Initial deployment logs indicated the Cilium initialization pods were locked in a persistent PodInitializing block, throwing an Init:CrashLoopBackOff flag. A deep forensic review via kubectl describe pod revealed an architectural endpoint conflict: Cilium was attempting to map the global cluster topology through the RKE2 Supervisor Port (9345) instead of the standard Kubernetes API Server Port (6443).
The supervisor port on 9345 handles internal node registration and certificate synchronization. Passing API requests to this daemon causes an immediate failure return: "the server could not find the requested resource (get namespaces kube-system)".
To redirect the eBPF control hooks onto the valid API endpoint registry, a hot Helm database upgrade was fired down on the control plane terminal, hard-coding the data pipeline straight to the true API gateway:
sudo /usr/local/bin/helm upgrade cilium cilium/cilium --version 1.15.4 \
--namespace kube-system \
--set operator.replicas=1 \
--set kubeProxyReplacement=true \
--set k8sServiceHost=192.168.0.197 \
--set k8sServicePort=6443 \
--kubeconfig /etc/rancher/rke2/rke2.yaml
Helm processed the parameter updates cleanly, outputting a successful REVISION: 2 tracking manifest to the cluster backend.
The immediate activation of native kubeProxyReplacement=true triggered a critical network outage, severing management access to the Proxmox hypervisor IP (192.168.0.105). Cilium’s high-performance eBPF engine attempted to hook directly into the virtual interface drivers to establish direct packet routing. However, this action clashed head-on with the active hypervisor-level Proxmox Hardware Firewall on the VM network devices.
The simultaneously active packet-filtering engines generated an intense Layer 2 MAC flapping loop/ARP storm, completely saturating the Proxmox virtual bridge (vmbr0) and dropping all external management traffic.
To break the data loop without risking a host kernel crash, access was established via the hardware terminal console of the physical Proxmox node, forcing an immediate teardown of the cluster virtual machines and a flush of the network interfaces:
# Local Hypervisor Emergency Restoration Terminal
qm stop 107 && qm stop 108
systemctl restart networking
To guarantee clean execution paths for the cluster datapath going forward, the Proxmox virtual hardware firewall was permanently un-checked across both rocky-control-01 and rocky-worker-01 interface properties. This architecture safely hands over full Layer 2–4 network policy management natively to Cilium's internal security engines.

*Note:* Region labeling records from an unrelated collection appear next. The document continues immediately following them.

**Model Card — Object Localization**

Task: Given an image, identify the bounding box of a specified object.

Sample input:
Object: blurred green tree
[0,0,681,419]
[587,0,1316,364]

| Interface Target | Hypervisor Firewall State | CNI Routing Strategy |
|---|---|---|
| VM 107 (Control) | DISABLED | eBPF Direct Host-Routing (ens18) |
| VM 108 (Worker) | DISABLED | eBPF Direct Host-Routing (ens18) |
| PVE Bridge (vmbr0) | ENABLED | Hypervisor Management Plane Protection |
Following host network restoration, both compute nodes negotiated successful secure cluster entry. Querying the integrated CNI environment via cilium status verified that the infrastructure paths had attained complete operational integrity.
The eBPF controller reported 2/2 cluster hosts reachable over direct routing lanes with zero memory allocation errors or route tracking dropouts.
With a highly efficient network fabric successfully claiming the underlying kernel interfaces, the core cluster DNS resources were automatically kicked out of their pending states. The deployment engine successfully bound local container IPs and scaled up active instances smoothly:
Executing a terminal-wide kubectl get nodes confirms both hosts are sitting comfortably at a permanent Ready status. The Squirrelworks lab multi-node environment is fully live, secure, and ready to receive production-tier container deployments.